A Toyota contra-ataca os críticos que a "acusam" de não apostar mais firme na electromobilidade pura e dura: o novo Highlander assume-se como uma resposta pujante, e logo num "sete lugares" totalmente eléctrico.
O SUV não substitui as versões híbridas já existentes, integrando antes a gama como uma alternativa alinhada com a estratégia de electrificação da insígnia japonesa.
Há apenas um dissabor: esta geração está apenas destinada à América do Norte, e não há quaisquer planos para que venha a rolar nas estradas europeias.
Já na quinta geração, o Toyota Highlander revelado ao mundo esta terça-feira assume a linha estilística preconizada pelos bZ4X e C-HR+ alimentados a electrões, como se percebe na assinatura luminosa.
Com 5,05 metros de comprimento por 1,99 de largura e 1,71 de altura, apresenta uma postura imponente como é normal nos SUV "americanos", ainda mais realçada por jantes que podem ir de 19 a 22 polegadas.

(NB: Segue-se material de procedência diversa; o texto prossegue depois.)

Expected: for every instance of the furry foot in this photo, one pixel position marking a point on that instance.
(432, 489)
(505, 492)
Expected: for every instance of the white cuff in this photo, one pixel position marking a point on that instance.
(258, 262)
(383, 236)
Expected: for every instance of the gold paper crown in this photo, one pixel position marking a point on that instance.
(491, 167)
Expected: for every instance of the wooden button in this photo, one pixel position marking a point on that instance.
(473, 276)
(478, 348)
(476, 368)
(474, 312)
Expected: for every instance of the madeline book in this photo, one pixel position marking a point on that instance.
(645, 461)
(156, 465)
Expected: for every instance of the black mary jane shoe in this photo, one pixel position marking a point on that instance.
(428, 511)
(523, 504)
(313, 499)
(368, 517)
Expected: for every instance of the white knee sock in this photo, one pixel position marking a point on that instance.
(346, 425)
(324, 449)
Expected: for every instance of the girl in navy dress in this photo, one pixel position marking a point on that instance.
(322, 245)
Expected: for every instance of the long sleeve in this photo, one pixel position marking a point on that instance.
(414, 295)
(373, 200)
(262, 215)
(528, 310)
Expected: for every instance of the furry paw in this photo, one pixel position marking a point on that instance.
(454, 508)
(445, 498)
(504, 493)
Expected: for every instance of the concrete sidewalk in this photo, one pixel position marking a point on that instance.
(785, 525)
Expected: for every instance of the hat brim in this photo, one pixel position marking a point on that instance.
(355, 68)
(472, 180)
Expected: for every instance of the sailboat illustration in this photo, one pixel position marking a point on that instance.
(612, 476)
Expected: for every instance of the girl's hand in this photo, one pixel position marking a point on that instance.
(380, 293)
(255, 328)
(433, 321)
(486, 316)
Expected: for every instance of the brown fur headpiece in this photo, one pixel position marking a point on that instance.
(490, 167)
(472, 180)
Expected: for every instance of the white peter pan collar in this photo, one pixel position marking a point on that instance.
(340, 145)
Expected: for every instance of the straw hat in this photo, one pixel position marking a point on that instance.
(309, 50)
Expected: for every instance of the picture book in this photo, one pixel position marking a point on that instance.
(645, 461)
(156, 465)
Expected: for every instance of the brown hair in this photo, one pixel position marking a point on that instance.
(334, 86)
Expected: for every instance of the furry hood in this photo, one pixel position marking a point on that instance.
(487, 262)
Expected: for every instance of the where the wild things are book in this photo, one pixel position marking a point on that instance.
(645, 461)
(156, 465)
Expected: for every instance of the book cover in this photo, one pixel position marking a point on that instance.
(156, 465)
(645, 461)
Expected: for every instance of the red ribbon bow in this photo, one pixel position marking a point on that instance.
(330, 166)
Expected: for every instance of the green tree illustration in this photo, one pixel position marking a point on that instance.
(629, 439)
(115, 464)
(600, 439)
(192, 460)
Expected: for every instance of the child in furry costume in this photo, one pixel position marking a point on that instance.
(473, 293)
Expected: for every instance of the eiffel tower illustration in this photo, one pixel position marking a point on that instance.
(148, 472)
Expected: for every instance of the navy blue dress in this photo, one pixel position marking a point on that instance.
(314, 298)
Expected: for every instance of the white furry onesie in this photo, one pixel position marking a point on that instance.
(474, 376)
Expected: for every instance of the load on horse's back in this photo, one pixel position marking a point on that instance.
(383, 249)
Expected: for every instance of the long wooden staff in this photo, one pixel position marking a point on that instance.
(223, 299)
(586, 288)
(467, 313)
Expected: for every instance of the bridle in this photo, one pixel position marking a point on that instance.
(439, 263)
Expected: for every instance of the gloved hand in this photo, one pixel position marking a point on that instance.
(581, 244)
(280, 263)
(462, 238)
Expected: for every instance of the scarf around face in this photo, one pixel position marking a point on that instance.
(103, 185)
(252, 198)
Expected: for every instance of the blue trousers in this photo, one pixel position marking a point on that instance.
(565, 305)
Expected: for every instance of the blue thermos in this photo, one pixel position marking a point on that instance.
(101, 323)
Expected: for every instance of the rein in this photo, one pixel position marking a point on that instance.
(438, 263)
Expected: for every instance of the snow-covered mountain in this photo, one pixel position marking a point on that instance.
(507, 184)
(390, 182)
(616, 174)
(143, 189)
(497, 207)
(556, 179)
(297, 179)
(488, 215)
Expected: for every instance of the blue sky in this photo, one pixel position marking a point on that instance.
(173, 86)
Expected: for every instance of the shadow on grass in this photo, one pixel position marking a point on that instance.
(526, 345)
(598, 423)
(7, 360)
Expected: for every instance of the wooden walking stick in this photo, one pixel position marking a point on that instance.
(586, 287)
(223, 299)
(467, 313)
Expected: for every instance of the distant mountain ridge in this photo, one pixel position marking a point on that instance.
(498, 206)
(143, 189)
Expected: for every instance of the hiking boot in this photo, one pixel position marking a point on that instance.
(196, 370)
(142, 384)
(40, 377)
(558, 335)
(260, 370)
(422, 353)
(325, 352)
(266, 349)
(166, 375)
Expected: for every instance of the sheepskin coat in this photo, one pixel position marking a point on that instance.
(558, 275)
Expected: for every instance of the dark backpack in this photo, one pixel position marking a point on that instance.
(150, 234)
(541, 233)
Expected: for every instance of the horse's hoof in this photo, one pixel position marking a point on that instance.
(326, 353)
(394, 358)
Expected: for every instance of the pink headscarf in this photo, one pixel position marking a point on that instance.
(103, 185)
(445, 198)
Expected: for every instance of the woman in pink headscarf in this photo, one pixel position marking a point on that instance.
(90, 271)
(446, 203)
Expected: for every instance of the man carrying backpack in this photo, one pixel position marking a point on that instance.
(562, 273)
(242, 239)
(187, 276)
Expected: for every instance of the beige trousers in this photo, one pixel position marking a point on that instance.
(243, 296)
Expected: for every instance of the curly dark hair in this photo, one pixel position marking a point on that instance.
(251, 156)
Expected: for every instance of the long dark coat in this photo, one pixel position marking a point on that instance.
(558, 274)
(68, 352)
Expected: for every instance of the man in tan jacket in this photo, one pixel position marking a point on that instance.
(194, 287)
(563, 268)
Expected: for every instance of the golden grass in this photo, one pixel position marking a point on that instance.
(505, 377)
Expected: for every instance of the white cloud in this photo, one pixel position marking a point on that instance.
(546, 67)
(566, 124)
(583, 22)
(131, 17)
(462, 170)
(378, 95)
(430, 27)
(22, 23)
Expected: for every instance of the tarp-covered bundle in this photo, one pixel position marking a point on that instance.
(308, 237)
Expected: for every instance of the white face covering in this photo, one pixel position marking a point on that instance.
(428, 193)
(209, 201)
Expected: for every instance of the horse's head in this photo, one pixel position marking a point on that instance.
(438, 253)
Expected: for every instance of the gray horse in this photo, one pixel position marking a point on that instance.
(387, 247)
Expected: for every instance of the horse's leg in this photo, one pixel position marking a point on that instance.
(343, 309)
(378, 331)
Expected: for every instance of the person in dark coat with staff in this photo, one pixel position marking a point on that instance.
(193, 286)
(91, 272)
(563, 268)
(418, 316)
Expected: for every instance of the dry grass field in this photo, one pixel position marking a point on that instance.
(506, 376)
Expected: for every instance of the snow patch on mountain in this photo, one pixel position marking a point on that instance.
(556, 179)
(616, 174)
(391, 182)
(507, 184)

Estas cotas beneficiam obviamente o espaço disponível para os sete ocupantes, graças aos 3,04 metros que separam os dois eixos.
O posto de condução é definido por um painel de instrumentos de 12,3 polegadas, alinhado com um ecrã de 14 para acolher o sistema de infoentretenimento, sendo compatível com Apple CarPlay e Android Auto sem fios.

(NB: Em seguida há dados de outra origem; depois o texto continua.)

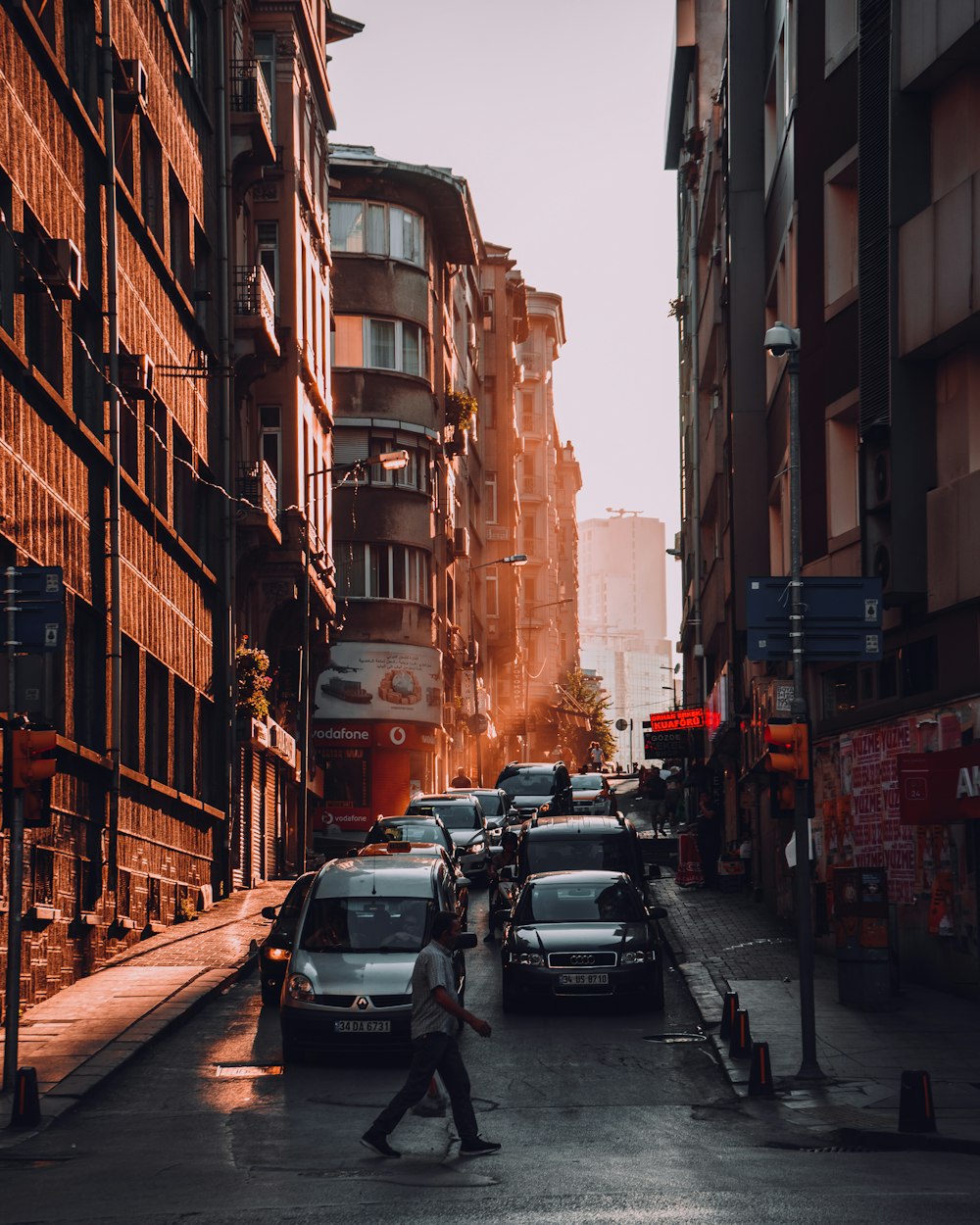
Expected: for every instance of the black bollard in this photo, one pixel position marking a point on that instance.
(728, 1013)
(740, 1047)
(25, 1102)
(915, 1112)
(760, 1072)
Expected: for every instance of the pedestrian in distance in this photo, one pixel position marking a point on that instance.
(435, 1013)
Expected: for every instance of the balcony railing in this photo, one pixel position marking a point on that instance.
(249, 91)
(255, 295)
(258, 485)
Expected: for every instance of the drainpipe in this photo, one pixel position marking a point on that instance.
(225, 395)
(116, 581)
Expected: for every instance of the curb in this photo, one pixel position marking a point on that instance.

Sendo o conforto uma prioridade, destaca-se o amplo tejadilho panorâmico e o controlo de temperatura da segunda fila de bancos aquecidos, com a postura familiar a confirmar-se numa bagageira com 450 a 1.291 litros.

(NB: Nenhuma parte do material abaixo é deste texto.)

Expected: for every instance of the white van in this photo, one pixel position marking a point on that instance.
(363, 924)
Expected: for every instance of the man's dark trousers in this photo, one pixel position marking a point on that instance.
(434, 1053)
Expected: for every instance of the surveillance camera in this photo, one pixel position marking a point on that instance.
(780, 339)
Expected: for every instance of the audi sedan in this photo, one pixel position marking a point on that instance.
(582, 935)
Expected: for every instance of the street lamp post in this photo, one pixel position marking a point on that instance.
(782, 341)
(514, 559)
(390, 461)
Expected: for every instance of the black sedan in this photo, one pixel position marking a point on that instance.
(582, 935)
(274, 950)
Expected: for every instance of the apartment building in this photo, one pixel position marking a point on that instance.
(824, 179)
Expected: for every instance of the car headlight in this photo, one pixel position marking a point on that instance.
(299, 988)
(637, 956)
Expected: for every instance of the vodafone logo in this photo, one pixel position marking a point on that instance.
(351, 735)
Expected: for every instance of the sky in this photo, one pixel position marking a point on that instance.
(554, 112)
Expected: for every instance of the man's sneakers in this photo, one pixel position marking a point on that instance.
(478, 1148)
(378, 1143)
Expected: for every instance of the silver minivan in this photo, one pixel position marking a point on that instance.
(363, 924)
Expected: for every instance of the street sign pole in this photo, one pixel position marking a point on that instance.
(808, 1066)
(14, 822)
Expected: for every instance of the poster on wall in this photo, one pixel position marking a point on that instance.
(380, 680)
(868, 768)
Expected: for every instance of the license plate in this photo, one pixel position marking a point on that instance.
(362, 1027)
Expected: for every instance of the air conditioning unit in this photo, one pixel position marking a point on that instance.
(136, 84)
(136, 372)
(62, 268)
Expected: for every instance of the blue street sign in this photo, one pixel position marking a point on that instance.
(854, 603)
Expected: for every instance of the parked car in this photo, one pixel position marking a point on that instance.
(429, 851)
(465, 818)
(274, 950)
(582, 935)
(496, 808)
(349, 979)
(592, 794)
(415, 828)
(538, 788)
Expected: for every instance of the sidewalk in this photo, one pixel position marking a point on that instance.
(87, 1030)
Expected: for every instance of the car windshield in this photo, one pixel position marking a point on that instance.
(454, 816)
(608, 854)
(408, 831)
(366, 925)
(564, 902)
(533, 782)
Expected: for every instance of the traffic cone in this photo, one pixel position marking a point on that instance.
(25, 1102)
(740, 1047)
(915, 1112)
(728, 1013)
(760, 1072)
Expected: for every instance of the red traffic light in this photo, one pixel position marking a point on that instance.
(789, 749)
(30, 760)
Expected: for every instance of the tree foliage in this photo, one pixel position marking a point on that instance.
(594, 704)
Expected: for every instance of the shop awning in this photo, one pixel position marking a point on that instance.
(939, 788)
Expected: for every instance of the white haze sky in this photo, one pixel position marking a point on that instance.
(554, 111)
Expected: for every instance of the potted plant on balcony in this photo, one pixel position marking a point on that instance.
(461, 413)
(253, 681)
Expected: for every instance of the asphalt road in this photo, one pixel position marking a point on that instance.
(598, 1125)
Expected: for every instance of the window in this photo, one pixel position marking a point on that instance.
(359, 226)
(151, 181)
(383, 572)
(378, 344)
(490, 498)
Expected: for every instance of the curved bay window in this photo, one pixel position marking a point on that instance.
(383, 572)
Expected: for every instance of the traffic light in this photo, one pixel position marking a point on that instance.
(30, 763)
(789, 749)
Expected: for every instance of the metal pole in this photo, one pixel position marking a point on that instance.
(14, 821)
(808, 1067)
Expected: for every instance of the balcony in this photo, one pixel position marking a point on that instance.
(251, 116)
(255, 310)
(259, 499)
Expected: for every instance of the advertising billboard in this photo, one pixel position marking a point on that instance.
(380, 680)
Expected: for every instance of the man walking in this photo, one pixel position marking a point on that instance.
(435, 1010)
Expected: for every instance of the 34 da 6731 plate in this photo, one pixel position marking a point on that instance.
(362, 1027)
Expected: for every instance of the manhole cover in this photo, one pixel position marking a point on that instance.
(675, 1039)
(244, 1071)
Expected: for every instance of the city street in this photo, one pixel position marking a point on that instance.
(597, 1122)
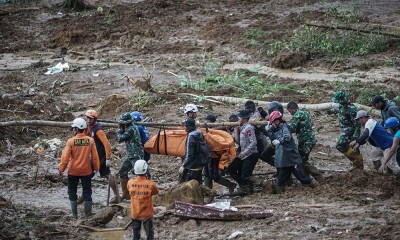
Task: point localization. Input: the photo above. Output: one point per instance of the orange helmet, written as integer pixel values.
(275, 115)
(91, 113)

A Toyota assinala no Highlander quatro opções motrizes eléctricas para as variantes com tracção dianteira ou integral, combinadas com baterias de 77 ou 95,8 kWh para uma autonomia máxima a bater nos 600 quilómetros.
Embora não dê indicações sobre a potência máxima de carregamento, sempre afirma que basta uma espera de 30 minutos para recarregá-las de dez a 80% num carregador DC de 150 kW.
O SUV dispõe de pré-condicionamento da bateria de série, sendo ainda compatível com o sistema Plug & Charge que permite a identificação, autenticação e autorização automáticas para iniciar a operação.
Podem contar-se na gama com opções motrizes de 224 cv e 268 Nm para as versões com tracção dianteira, e de 338 cv e 438 Nm para as variantes com tracção integral; números de desempenho são ainda desconhecidos.
A complementá-lo estão os comuns assistentes à condução num SUV deste gabarito, onde se destaca o controlo adaptativo da velocidade de cruzeiro com manutenção de faixa.
O Toyota Highlander tem prevista para o final deste ano a abertura das encomendas, com as primeiras a acontecerem no primeiro semestre de 2027.